CH₃OH ---> CH₂O  + 2H⁺

Cr₂O₇^-2 + 14H⁺ ---> 2Cr⁺³ + 7H₂O

When I went to find the change of electrons for each I found that Carbon had a change of 2, but Cr did not change at all because of the coefficient  2 before Cr⁺³.  2Cr⁺³ and Cr₂O₇ ended up equaling to six. I have no clue what to do from here. I would really appreciate a steer in the right direction. Thanks!

[Borek]

Add electrons to both half reactions to balance charge.

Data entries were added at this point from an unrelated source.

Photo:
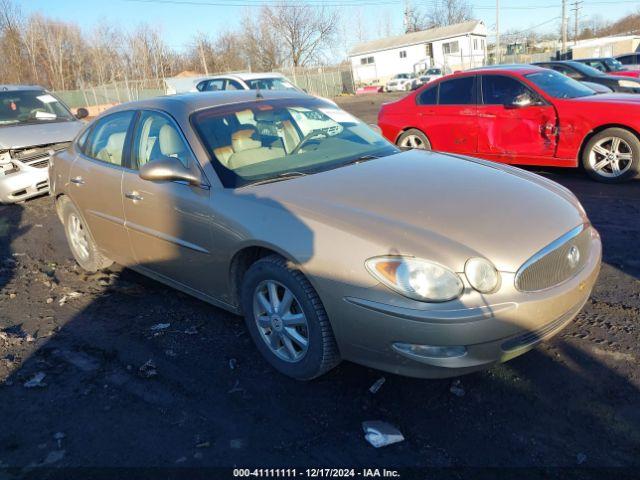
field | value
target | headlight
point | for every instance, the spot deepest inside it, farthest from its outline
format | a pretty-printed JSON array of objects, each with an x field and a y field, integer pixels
[
  {"x": 628, "y": 84},
  {"x": 416, "y": 278},
  {"x": 482, "y": 275}
]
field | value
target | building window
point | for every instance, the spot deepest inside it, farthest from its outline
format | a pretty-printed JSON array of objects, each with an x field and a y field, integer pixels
[{"x": 450, "y": 47}]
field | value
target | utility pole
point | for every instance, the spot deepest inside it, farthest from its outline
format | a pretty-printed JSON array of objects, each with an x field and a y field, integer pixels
[
  {"x": 564, "y": 26},
  {"x": 576, "y": 9},
  {"x": 498, "y": 31}
]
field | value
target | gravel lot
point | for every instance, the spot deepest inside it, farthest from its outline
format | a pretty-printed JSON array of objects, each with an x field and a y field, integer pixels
[{"x": 118, "y": 393}]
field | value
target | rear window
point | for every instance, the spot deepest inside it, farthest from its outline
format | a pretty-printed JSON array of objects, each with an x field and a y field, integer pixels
[
  {"x": 429, "y": 96},
  {"x": 458, "y": 91}
]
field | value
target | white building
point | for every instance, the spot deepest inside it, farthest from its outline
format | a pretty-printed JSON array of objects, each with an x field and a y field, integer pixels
[{"x": 457, "y": 47}]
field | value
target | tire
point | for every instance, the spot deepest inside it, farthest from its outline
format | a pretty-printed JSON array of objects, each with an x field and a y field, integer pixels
[
  {"x": 269, "y": 330},
  {"x": 84, "y": 250},
  {"x": 413, "y": 139},
  {"x": 612, "y": 156}
]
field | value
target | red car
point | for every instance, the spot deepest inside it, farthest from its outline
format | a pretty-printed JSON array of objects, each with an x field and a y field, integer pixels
[{"x": 523, "y": 115}]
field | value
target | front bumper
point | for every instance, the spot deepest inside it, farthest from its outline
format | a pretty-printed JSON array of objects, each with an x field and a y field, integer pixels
[
  {"x": 27, "y": 182},
  {"x": 492, "y": 328}
]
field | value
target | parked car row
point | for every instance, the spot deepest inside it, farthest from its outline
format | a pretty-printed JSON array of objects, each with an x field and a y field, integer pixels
[{"x": 275, "y": 205}]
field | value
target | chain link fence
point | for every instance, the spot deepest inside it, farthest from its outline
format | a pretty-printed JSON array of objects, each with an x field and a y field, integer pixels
[{"x": 321, "y": 81}]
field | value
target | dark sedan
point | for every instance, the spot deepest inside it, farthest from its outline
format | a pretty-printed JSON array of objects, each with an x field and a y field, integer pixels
[{"x": 585, "y": 73}]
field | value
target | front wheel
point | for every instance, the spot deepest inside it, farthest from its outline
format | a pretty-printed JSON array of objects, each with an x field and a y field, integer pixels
[
  {"x": 286, "y": 319},
  {"x": 81, "y": 243},
  {"x": 413, "y": 138},
  {"x": 612, "y": 156}
]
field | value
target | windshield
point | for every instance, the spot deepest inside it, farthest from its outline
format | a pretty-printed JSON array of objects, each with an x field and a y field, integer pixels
[
  {"x": 558, "y": 85},
  {"x": 271, "y": 84},
  {"x": 587, "y": 70},
  {"x": 270, "y": 140},
  {"x": 614, "y": 65},
  {"x": 31, "y": 106}
]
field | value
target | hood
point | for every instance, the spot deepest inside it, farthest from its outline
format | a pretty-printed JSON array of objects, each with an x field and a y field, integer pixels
[
  {"x": 626, "y": 73},
  {"x": 442, "y": 207},
  {"x": 31, "y": 135}
]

Rest should be easy.

[mike]

Cr₂O₇^2- (Cr is +6)

Cr³⁺ (Cr is +3)

[XxslbabesxX]

Cr₂O₇^2- (Cr is +6)

Cr³⁺ (Cr is +3)

But the coeffiecient before Cr³⁺ is 2 so that means the number of electrons is 6 which is the same as Cr₂O₇^2-....or those that not matter?

[Borek]

But the coeffiecient before Cr³⁺ is 2 so that means the number of electrons is 6 which is the same as Cr₂O₇^2-....or those that not matter?

There are 2*3+ and 2*6+, not 2*3+ and 6+ - you have two Cr on both sides of equation.

[mike]

one Cr⁶⁺ gains 3 electrons to form one Cr³⁺

two Cr⁶⁺ gains 6 electrons to form two Cr³⁺

etc...